To be sure, these adult children are selfish to a great extent. The multigenerational family dwellings that were so much a part of Japan’s heritage as a nation of families and clans is beginning to dwindle in the face of the nation’s rapid modernization; Tokyo’s demanding pace as a global metropolis is stretching the bonds of family thinner and thinner, albeit subtly, such that only visitors—such as the grandparents—can perceive it accurately. Yet Ozu doesn’t parse blame here; this isn’t a case of the young abandoning the old, but of a family battling a tendency toward abandoning each other that stretches back through their past together.

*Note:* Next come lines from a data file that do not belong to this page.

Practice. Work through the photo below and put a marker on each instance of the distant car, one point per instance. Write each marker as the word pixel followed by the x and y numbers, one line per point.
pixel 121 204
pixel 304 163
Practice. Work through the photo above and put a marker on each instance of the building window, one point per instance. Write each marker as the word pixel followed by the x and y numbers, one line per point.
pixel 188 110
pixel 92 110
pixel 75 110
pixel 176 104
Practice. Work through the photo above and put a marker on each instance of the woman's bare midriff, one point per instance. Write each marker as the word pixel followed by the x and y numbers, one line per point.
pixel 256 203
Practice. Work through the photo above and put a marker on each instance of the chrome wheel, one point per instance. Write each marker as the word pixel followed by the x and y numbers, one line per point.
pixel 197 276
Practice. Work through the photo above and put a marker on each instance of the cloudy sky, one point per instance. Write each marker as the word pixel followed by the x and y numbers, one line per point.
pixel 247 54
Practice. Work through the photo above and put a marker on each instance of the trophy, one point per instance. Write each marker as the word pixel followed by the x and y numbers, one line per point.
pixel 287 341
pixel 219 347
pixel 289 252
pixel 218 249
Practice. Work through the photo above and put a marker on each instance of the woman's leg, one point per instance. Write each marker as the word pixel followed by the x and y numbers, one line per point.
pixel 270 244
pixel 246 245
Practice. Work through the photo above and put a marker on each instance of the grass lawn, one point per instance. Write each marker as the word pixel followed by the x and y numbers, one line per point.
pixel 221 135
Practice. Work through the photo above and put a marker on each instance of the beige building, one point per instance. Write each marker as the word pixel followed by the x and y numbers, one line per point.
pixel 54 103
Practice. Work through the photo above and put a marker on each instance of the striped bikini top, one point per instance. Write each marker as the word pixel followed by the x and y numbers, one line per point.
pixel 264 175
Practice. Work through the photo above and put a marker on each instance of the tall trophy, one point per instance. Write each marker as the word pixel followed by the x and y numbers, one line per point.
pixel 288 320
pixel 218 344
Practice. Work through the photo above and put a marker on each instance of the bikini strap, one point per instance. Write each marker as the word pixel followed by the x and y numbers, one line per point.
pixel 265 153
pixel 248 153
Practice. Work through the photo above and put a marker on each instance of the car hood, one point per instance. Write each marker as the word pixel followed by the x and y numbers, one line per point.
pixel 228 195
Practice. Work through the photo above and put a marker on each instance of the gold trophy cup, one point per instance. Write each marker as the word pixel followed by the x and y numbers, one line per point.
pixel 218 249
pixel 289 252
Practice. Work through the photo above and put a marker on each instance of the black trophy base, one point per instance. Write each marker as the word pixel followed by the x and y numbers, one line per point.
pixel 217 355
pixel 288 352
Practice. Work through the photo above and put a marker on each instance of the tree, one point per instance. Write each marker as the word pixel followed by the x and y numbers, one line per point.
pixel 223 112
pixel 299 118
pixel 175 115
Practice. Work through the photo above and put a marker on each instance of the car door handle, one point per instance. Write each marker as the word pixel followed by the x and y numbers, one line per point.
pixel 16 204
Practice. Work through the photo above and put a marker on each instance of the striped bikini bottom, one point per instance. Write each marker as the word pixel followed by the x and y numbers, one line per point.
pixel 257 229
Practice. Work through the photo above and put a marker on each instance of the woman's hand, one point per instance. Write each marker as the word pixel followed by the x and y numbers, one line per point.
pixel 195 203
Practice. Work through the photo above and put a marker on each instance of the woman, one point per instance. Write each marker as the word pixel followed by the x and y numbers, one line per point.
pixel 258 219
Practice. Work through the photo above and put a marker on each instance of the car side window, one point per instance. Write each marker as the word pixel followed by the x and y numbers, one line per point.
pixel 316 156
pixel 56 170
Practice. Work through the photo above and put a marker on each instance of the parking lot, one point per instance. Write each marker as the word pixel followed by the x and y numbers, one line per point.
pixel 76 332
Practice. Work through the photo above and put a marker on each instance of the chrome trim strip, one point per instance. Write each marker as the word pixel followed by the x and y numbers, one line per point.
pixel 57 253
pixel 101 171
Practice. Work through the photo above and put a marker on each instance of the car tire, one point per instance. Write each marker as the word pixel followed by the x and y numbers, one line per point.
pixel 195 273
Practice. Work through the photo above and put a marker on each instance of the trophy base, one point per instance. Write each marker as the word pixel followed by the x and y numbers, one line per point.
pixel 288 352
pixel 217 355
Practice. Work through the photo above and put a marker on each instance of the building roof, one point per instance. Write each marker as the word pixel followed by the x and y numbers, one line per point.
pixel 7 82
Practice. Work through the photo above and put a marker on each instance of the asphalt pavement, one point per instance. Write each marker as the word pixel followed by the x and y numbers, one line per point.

Part of Ozu’s magic is to show us the shades of difference in how these adult children, and in turn their children, understand that past, the present it informs, and the future that all glimpse only in shadows of suggestion, noting the passage of time each step of the way.
Even the film’s title hints at the commonality of these experiences to families everywhere. Interestingly, Ozu’s films did not catch on internationally until years later, as distributors feared they were “too Japanese”—unlike the films of Kurosawa and Mizoguchi, among other Japanese directors who found international success. Once his films began gathering critical plaudits, though, they built momentum quickly. To this day, Ozu has some of the most devoted and passionate fans of any director (much as Bresson and Tarkovsky do, among others).
To be sure, Tokyo Story (and Ozu’s other films from this postwar period) are not for everyone. Patience is required; these aren’t plot-drive films, but living portraits of very real people with very real flaws, who nonetheless find ways to carry on as they build their legacies against time’s passage. Throughout this film, though, the emotional impact is undeniable; Ozu lures us in to this family and their homes by blending us into the flow of each scene. Some may well find this boring, and that’s understandable. For the rest of us, Tokyo Story is both a landscape and portrait of the heart, and its power to stir emotions is absolutely magical, something no explanation could possibly convey. And that’s why you need to see for yourself.